Model-Based Analysis

A system for model analysis, the system including means for accessing a model stored on a computer-readable physical medium, the model having a plurality of classes and associations between the classes, and a model analyzer implemented as computer program embodied on a computer-readable physical medium, the model analyzer configured to query each class in the model that has an association with a class of any instance in a set of source instances, thereby identifying a set of target instances that are associated with any of the source instances.

Skip to: Description  ·  Claims  · Patent History  ·  Patent History
Description
FIELD OF THE INVENTION

The present invention relates to model analysis in general, and more particularly to providing data lineage information and impact analyses using models.

BACKGROUND OF THE INVENTION

The information technology (IT) infrastructure of large enterprises may include vast numbers, amounts, and types of assets, including data, computer hardware and software, and sources and consumers of data, making their management a complex task. Two useful tools for managing IT assets within an enterprise are impact analysis and data lineage analysis. In impact analysis one or more assets of an enterprise's information technology infrastructure are analyzed to determine the impact they have on other assets. This is important where, for example, there is a need to modify, suspend, or decommission an asset, such as during routine system maintenance and system upgrades, as well as for disaster recovery planning. In data lineage analysis an analysis is performed of an enterprise's information technology infrastructure and/or an enterprise's operational logs in order to determine the path that data take from their initial entry into or generation within an enterprise to a specific destination within the enterprise.

In recent years enterprises have sought ways to improve the use and management of their IT assets by employing models, such as metadata models, that provide information about their IT assets and their associations. These models are themselves expressed as data that are typically stored in relational databases. Techniques that employ models in support of impact analysis and data lineage analysis are therefore in demand. However, where an enterprise's many IT assets and associations result in increasingly large models that are stored on multiple distributed databases, and where performing such analyses on such models requires increasing amounts of CPU time and other system resources and involves increasing amounts of network communications overhead, efficient model analysis methods would be advantageous.

SUMMARY OF THE INVENTION

The present invention provides for improved model-based analysis.

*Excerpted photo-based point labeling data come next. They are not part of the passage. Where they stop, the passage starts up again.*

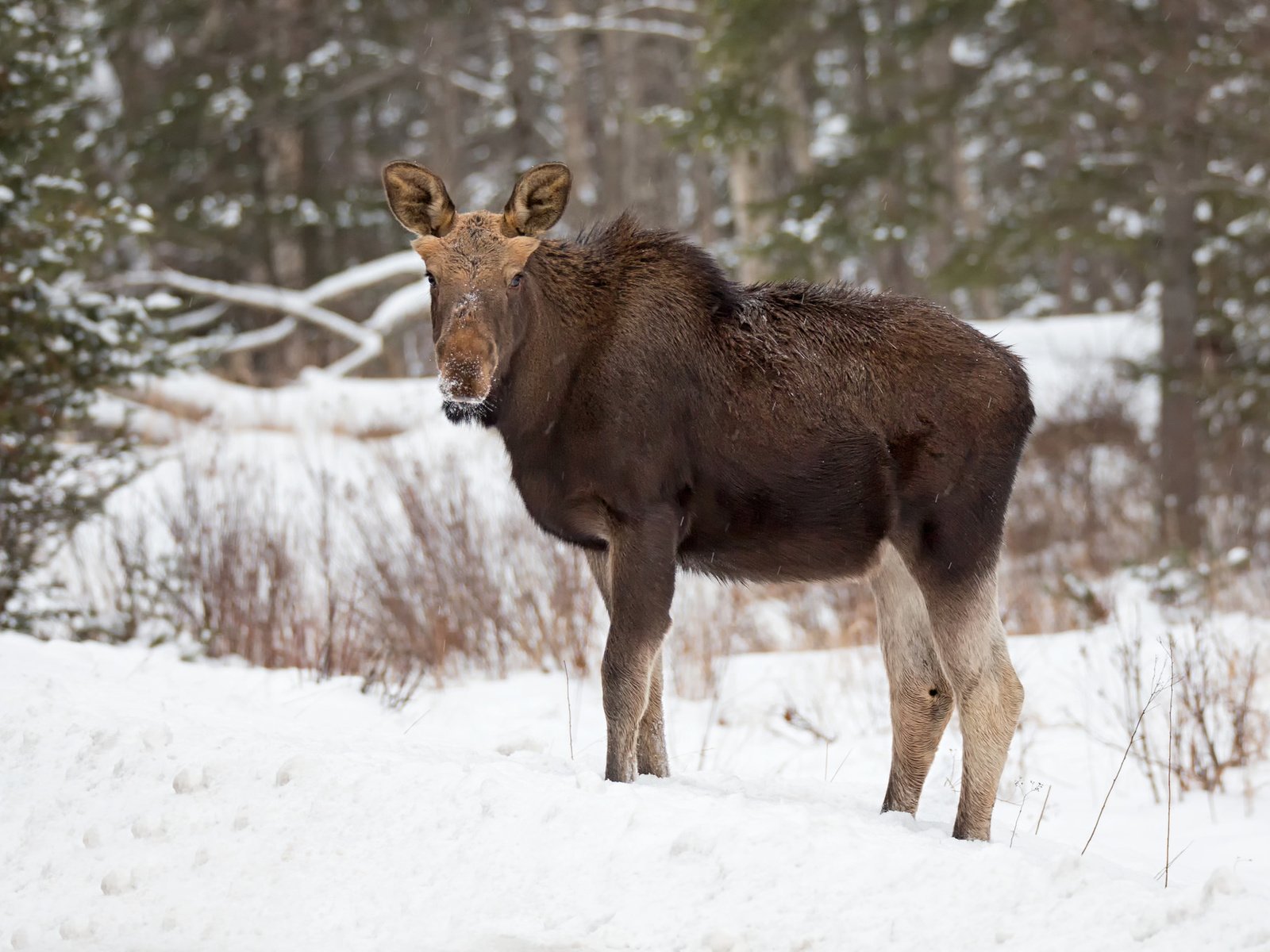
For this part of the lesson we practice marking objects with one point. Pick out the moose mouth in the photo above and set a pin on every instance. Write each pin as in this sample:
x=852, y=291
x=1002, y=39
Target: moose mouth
x=483, y=413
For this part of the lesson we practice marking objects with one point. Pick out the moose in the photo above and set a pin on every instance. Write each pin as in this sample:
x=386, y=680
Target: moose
x=662, y=416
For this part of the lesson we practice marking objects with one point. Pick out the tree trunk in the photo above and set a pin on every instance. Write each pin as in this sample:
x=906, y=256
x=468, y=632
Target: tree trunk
x=573, y=103
x=1179, y=425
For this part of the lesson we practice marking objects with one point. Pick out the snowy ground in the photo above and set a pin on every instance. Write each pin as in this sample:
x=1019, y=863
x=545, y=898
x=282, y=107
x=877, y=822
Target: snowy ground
x=152, y=804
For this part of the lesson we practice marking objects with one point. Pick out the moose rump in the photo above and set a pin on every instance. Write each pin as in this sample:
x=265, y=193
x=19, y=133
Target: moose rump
x=664, y=416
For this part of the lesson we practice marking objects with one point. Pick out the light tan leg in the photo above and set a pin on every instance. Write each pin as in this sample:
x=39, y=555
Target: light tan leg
x=972, y=647
x=651, y=740
x=921, y=698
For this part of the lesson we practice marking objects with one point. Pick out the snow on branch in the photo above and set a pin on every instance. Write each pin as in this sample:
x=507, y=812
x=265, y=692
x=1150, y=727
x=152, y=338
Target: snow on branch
x=305, y=306
x=606, y=22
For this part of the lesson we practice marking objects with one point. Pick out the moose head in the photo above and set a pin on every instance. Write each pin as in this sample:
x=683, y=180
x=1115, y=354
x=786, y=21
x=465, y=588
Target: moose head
x=476, y=271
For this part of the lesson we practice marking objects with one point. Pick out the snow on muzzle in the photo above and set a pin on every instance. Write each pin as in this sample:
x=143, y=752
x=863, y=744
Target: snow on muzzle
x=467, y=359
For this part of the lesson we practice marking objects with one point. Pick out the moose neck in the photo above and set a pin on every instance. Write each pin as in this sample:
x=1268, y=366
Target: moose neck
x=563, y=317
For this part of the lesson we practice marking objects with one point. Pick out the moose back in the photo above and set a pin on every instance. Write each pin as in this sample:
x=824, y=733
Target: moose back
x=660, y=416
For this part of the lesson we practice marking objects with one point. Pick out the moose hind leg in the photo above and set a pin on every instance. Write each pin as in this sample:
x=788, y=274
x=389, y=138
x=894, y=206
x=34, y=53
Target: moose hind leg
x=921, y=697
x=972, y=645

In one aspect of the present invention a system is provided for model analysis, the system including means for accessing a model stored on a computer-readable physical medium, the model having a plurality of classes and associations between the classes, and a model analyzer implemented as computer program embodied on a computer-readable physical medium, the model analyzer configured to query each class in the model that has an association with a class of any instance in a set of source instances, thereby identifying a set of target instances that are associated with any of the source instances.

In another aspect of the present invention a method is provided for model analysis, the method including accessing a model stored on a computer-readable physical medium, the model having a plurality of classes and associations between the classes, and querying each class in the model that has an association with a class of any instance in a set of source instances, thereby identifying a set of target instances that are associated with any of the source instances.

In another aspect of the present invention a computer program is provided embodied on a computer-readable medium, the computer program including a first code segment operative to access a model stored on a computer-readable physical medium, the model having a plurality of classes and associations between the classes, and a second code segment operative to query each class in the model that has an association with a class of any instance in a set of source instances, thereby identifying a set of target instances that are associated with any of the source instances.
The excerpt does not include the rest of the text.